Brainscan 21: irreconcilable differences
Alex Wrekk
http://www.portlandbuttonworks.com/
This zine is complicated.
I don’t mean that comment to be flippant or dismissive. Quite the opposite. I’ve never read a zine that had me examining my own behaviour and the behaviour of my partner to the extent that I felt the need to sit down and have an intense talk with my partner about our relationship. It’s that level of personal involvement with the content and its implications that earns it this comment from me.
As Alex Wrekk puts it, Brainscan 21: irreconcilable differences “started out as a letter to explain my perspective to someone, to give context to my behaviors and concerns.” Inside, Alex documents thoughts, feelings, and the unanswered questions that surrounded her through her six-year relationship that eventually came to an end due to many things including emotional abuse.
What makes this zine a complex one is that it addresses the issues of emotional abuse and power dynamics within relationships.
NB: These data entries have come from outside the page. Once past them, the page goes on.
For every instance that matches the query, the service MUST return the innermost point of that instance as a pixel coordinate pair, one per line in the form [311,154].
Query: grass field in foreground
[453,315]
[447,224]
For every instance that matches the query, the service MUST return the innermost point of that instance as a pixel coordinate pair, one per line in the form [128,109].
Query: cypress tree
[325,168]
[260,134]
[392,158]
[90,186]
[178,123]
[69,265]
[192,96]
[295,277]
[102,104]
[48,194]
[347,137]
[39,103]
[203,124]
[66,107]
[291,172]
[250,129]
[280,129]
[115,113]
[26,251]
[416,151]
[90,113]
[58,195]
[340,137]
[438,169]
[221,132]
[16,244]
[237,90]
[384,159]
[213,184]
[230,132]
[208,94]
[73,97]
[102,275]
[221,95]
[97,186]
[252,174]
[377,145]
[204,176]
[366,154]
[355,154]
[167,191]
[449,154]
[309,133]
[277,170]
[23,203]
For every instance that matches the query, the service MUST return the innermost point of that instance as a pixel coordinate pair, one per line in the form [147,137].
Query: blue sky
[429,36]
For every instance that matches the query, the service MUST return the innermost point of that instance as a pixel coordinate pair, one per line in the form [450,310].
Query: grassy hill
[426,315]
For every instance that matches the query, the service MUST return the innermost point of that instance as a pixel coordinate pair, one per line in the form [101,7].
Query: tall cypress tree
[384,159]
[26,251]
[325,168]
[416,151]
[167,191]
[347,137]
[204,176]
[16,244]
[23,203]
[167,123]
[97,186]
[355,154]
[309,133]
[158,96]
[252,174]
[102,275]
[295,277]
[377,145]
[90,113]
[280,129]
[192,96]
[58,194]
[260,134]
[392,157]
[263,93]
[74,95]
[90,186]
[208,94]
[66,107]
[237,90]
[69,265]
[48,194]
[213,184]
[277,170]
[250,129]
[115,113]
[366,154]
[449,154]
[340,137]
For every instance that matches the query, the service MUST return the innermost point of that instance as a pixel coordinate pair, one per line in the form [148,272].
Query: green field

In school, I was taught about sexual abuse, physical abuse, and even mental abuse in a rather cut and dried, black and white manner. But emotional abuse can be a more complicated issue and thus brushed over. And yet I feel like it’s so important because it’s the subtlety of this kind of abuse that can make it so dangerous.
At one point, Alex talked about having picked up a few of the bad behaviours from her ex-partner and how she’d caught herself using them. It was one of those examples that prompted me to have a sit down with Wanderer about the dynamics in our relationship.
Though Alex does talk about specific events, this zine is not a tit-for-tat list of every argument or event. Alex keeps it very much to her perspective, thoughts, and feelings during this time. If I had to guess, I’d say it was written very close to everything or at least during a time when everything was still quite raw. There’s an almost ‘foggy’ nature to some of Alex’s writing, especially at the end when musing the bigger picture: abuse in a society that seems to support the psychopath, the sociopath, the abuser, the manipulator. A ‘fogginess’ that I recognise in myself.
As someone who grew up with abuse, however, it’s hard not to inject my own thoughts and feelings regarding working through things into Alex’s experience of working through things. This is also something that makes this zine complicated – at least, for me to review it.
All in all, this is a zine I would recommend because there’s so much here to think about but also because it’s important for these experiences to be shared.